L’idea – forse non espressa in maniera compiuta – da coloro che hanno immaginato la creazione di questi spazi pubblici di natura costituzionale era legata all’obiettivo di rafforzare la consapevolezza delle cittadine e  dei cittadini nel controllo delle proprie decisioni e azioni nell’ambito della vita economica e sociale della propria comunità a livello locale, regionale o nazionale, una consapevolezza che si traduce efficacemente in inglese nell’espressione empowermentforse intraducibile in una parola nelle altre lingue.

A valle del dialogo all’interno di questi spazi pubblici ci sono stari sempre dei momenti deliberativi che hanno trasformato la consapevolezza in scelte responsabili.

Ci rendiamo perfettamente conto che sarebbe stato difficile tradurre simili forme di democrazia partecipativa a livello di un’Unione europea di ventisette stati, ventiquattro lingue e quattrocento cinquanta milioni di abitanti il dibattito che si sarebbe aperto nella Conferenza sul futuro dell’Europa, allo scopo di sollecitare le cittadine e i cittadini europei alla consapevolezza del loro essere europei oltre che appartenenti al loro stato, alla loro regione e alla loro città.

Avevamo tuttavia sollecitato come Movimento europeo (www.movimentoeuropeo.it)  più volte le istituzioni europee a studiare quel che era avvenuto in quegli spazi pubblici per esaminare in che misura fosse stato possibile tradurre quegli esperimenti in scelte di democrazia partecipativa realmente innovative a livello europeo.

La Conferenza è stata invece avviata e si sta sviluppando secondo un percorso che costringe la partecipazione di un numero limitato dì cittadine e di cittadini in uno ristretto spazio di consultazione,  non prevede azioni adeguate azioni di comunicazione, informazione e formazione pubblica (che Stefano Rolando ha chiamato teatro civile) per creare le condizioni di quella consapevolezza che si traduce nello empowerment, esclude la possibilità di un momento deliberativo collettivo lasciando ad un nucleo ristretto di rappresentanti delle istituzioni europee il potere di deliberare a nome di tutti – ma senza accountability – sul futuro dell’Europa.

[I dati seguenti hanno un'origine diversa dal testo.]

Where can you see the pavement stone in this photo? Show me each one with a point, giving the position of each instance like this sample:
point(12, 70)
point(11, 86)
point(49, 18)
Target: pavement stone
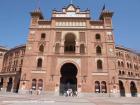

Sarebbe necessario e urgente un atto di “ribellione” democratica del Parlamento europeo da una parte e delle reti europee della società civile dall’altra per denunciare questa forma di falsa democrazia partecipativa salvando non solo la Conferenza ma anche il dibattito sul futuro dell’Europa e creando le condizioni per aprire di nuovo il cantiere della riforma dell’Unione europea quattordici anni dopo la firma affrettata del Trattato di Lisbona.

Note al testo

  1. Amartya Sen, Development as Freedom, Oxford, Oxford University Press, 1999, 366 p. Traduzione italiana Lo sviluppo è libertà. Perché non c’è crescita senza democrazia, Milano, Mondadori 2000, 355 p.